Not content with the millions they’ve already made, the five misfits who comprise Monkeewrench Software Development have outdone themselves in their Serial Killer Detective (SKUD) game, whose 20 levels provide 20 different crime scenes. When they put the software online, however, the response is more enthusiastic than they’d expected. Among the 500-odd users who’ve signed on to test-drive the game, one of them has begun to re-create the crimes in loving detail. A seminary student shot to death as he jogs along the river, a novice hooker posed atop a stone angel, a sensation-seeking marketing rep whose discovery in an indelicate position interrupts a society wedding reception aboard a paddlewheel steamer—they’re all taken chapter and verse from SKUD. As Minneapolis Detective Leo Magozzi sorts through leads and tussles with Grace MacBride and her cop-hating, gun-toting Monkeewrench confrères, Sheriff Michael Halloran, miles from everywhere in Kingsford County, Wisconsin, is confronted with the shootings of a homophobic old couple in their parish church and the fatal booby-trap in the house they won’t be returning to. The root of all this evil is pretty clearly a hermaphrodite killer and a bloodbath at the University of Georgia ten years ago, but will Magozzi and Halloran put the pieces together, or even join forces with each other, in time to prevent the murder the fourth level prescribes for the Mall of America?
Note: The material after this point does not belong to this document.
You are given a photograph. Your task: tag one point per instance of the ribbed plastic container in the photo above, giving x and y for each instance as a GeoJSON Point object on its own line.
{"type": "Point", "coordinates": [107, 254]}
And as the noose tightens around Monkeewrench, which of the five partners—flamboyant clotheshorse Annie Belinsky, techno-weenie Roadrunner, wine and hog connoisseur Harley Davidson, straitlaced Mitchell Cross, or paranoid Grace herself—will hold the key to the puzzle?
Late-night alert: Don’t settle down with this wacky, supercharged maiden voyage at your bedside till you’ve cleared your schedule for the following morning.